High turnover is expensive for companies to manage. Losing an employee may bring costs such as severance pay and administrative tasks such as exit interviews. More critically, you have to go through the recruitment, selection and hiring process all over again. Once you find a new employee, you have to train him, which also costs time and money. Plus, you typically have opportunity costs that result because a new employee can't immediately deliver the same sales or production results as the former one.
Morale in high-turnover companies is typically weak. Organizational culture is the shared norms and value of a collection of employees who work together. Motivating your employees to share the vision of your business and perform at high levels is difficult when colleagues and co-workers are vanishing all around them.
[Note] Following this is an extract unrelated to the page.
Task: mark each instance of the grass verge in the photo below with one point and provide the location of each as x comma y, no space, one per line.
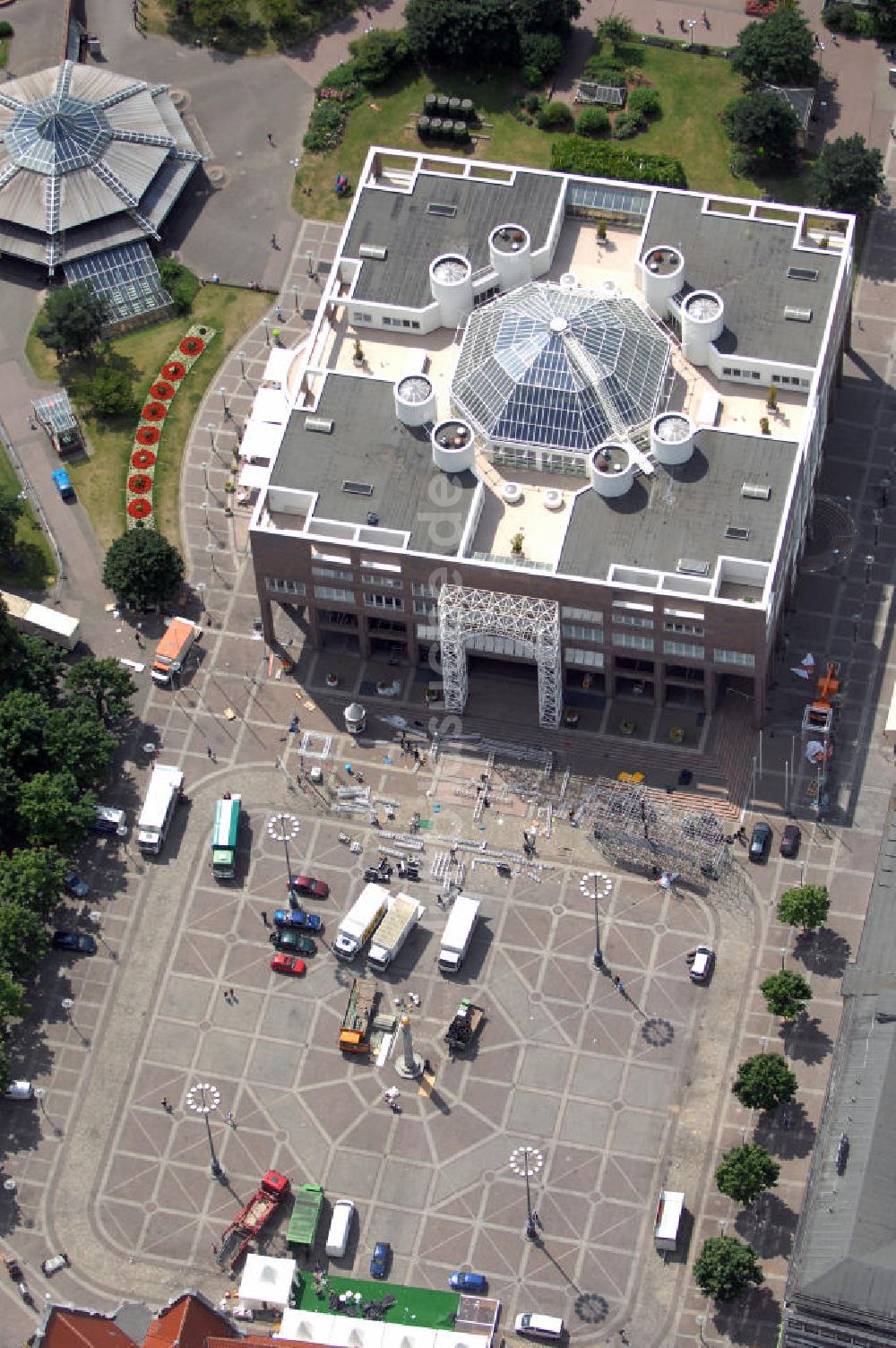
100,480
Workplace relationships are key to an employee's satisfaction with work. As friends and co-workers leave, remaining employees constantly have to cycle through the process of getting to know new employees.
High turnover means the basic level of experience across your organization is lower than it otherwise would be. Employees with less knowledge and less experience in your business and with their jobs won't produce as well as those who know more about what they are doing. In a production job, the efficiency of production is likely lower. In sales and service jobs, sales results and service satisfaction ratings are affected. The major challenge is that high turnover contributes to a downward spiral that is tough to get out of, since poor performance leads to poor business results, which often forces your company to freeze salaries or cut back on training.
Managers quickly get frustrated with the constantly revolving door of employees. In retail, for instance, a manager finds himself spending so much time hiring and training new employees he can't coach and develop those who have been around. This contributes to longer-term employees getting upset and leaving. Plus, poorly equipped and developed employees place more burden on the manager to work hands-on in the business or store. This takes away from his decision-making and supervisory duties.
One of the worst effects of high turnover is that it requires focus to fix. Some businesses hire consultants to help get out of a turnover rut. As you invest time, money and resources to correct high turnover, you take away from diversifying your business, marketing to new customers and improving on performance.